Hay, además, mucho descontento y mucho resentimiento en los ciudadanos que no han participado del crecimiento y la transformación de nuestro país en una potencia industrial.
Seguimos siendo, después de todo, un territorio de salarios muy bajos y otras disparidades. Y no es una simple casualidad que los estados de la República de menor desarrollo económico sean precisamente aquellos donde hay mayor agitación social.
Visto este desalentador círculo vicioso, es muy difícil establecer si la postración económica de ciertas regiones resulta de una mentalidad que se resiste a la modernidad —adhiriéndonos aquí a la explicación de que la pobreza tiene orígenes culturales— o si esa presunta oposición resulta, más bien, de expolios sistemáticos y ancestrales injusticias. En todo caso, hemos visto que en ciertas comunidades —Atenco, la región oaxaqueña del istmo y Tepoztlán, entre otras— la gente se ha opuesto, furibundamente, a la construcción de un gran aeropuerto, de un espacio de generadores de energía eólica
y de un campo del golf.
Y, desde luego, no han faltado, en cada uno de esos lugares y en ocasión de cada una de las protestas, los inevitables emisarios de las fuerzas políticas de la izquierda radical que, pescando a río revuelto, han obtenido jugosos dividendos de tan nefasto obstruccionismo.

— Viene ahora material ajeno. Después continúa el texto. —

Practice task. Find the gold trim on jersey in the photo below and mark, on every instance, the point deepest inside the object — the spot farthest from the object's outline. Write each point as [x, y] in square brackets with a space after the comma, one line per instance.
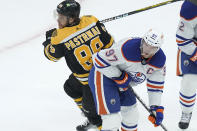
[81, 75]
[110, 43]
[65, 34]
[83, 78]
[48, 54]
[84, 83]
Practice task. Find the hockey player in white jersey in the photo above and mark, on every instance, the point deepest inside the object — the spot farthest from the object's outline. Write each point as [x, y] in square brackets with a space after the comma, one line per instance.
[187, 59]
[128, 62]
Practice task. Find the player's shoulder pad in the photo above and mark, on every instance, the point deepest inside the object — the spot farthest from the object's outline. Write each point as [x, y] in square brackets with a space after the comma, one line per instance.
[89, 19]
[158, 60]
[188, 10]
[131, 50]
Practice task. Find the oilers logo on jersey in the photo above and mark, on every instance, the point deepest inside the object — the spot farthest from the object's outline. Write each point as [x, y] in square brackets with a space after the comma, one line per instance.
[137, 77]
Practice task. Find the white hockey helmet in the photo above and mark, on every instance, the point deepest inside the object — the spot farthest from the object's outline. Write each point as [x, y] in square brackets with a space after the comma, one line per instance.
[153, 38]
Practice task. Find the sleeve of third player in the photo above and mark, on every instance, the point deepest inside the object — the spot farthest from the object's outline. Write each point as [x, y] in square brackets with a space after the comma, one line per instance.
[186, 28]
[107, 60]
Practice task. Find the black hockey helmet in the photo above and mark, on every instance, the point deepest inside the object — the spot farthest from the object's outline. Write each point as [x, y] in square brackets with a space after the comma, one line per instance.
[69, 8]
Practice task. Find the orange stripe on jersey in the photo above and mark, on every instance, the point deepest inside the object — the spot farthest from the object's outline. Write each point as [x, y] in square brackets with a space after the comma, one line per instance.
[123, 80]
[187, 101]
[178, 62]
[152, 86]
[102, 109]
[99, 63]
[188, 19]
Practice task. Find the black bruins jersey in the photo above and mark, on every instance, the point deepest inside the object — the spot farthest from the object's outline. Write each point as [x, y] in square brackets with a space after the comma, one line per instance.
[77, 44]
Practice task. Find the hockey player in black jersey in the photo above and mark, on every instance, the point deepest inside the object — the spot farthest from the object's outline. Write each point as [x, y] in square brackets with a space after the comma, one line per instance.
[76, 40]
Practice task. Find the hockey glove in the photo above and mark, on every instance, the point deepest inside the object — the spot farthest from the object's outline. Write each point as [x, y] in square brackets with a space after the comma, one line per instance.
[194, 56]
[49, 33]
[122, 81]
[157, 116]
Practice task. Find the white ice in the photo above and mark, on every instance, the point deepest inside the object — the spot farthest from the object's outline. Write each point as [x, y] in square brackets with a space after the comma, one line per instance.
[31, 87]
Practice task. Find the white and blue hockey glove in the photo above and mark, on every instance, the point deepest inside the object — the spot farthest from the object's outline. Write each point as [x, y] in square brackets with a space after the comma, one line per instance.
[194, 56]
[123, 81]
[157, 116]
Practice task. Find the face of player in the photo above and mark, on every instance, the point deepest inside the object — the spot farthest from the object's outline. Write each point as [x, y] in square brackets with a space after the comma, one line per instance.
[148, 51]
[62, 21]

Pero, más allá del oportunismo de los partidos y de la flagrante explotación del victimismo comunitario (por llamarlo de alguna manera aunque esta denominación no incluya las voces de todos aquellos que, en esas mismas localidades, sí deseaban que fueran realizadas las obras y que fueron acalladas por los más rijosos).
La realidad de la pobreza es tan contundente en este país que, justamente, el espantajo del “estallido social” es uno de los augurios más socorridos de entre todos los que suele lanzar una izquierda radical embelesada, a estas alturas todavía, con la fantasía de la lucha armada y los sueños revolucionarios.
Que en la práctica estas gestas sean un muy prosaico asunto de cadáveres, colosales perdidas económicas, sangre y sufrimiento no parece quitarle relumbrón a tales anhelos.
Por lo pronto, y en el caso concreto de la oposición a la antedicha reforma, la protesta se ha reducido a algunas manifestaciones en las calles de la capital y a los lamentables numeritos que suelen escenificar en nuestro Congreso bicameral los representantes populares del PRD y sus partidos afines. O sea, que no ha estallado la lucha armada siendo que lo que está en juego, según ellos, es una cesión de soberanía comparable a la catastrófica pérdida de la mitad del territorio nacional en la guerra de 1847.
Y, por si fuera poco, el protagonista principal y heraldo primerísimo de la rebelión sufrió un muy inoportuno problema de salud que lo obliga a estar fuera de circulación: López Obrador, cuyo poder de convocatoria es indiscutible y que se ha arrogado —de manera casi exclusiva, como lo prueba la magra participación ciudadana en estas protestas— la representación de los inconformes de este país, no ha podido encabezar la revuelta pacífica en su privilegiado ámbito de acción, las calles de la capital.
No todo está perdido, sin embargo: la figura de la consulta ciudadana ha sido inscrita en los apartados de una de las otras reformas recientemente celebradas; y, luego entonces, en 2015 podrán los opositores a la reforma expresar abiertamente su desacuerdo.
Por cierto, ¿habrá una cláusula, en los contratos de utilidad compartida, para revocar totalmente los acuerdos en caso de que los ciudadanos voten masivamente en contra de la reforma? Y, vistas así las cosas, ¿habrá alguien, hoy día, que se atreva siquiera a firmar esos dichos contratos?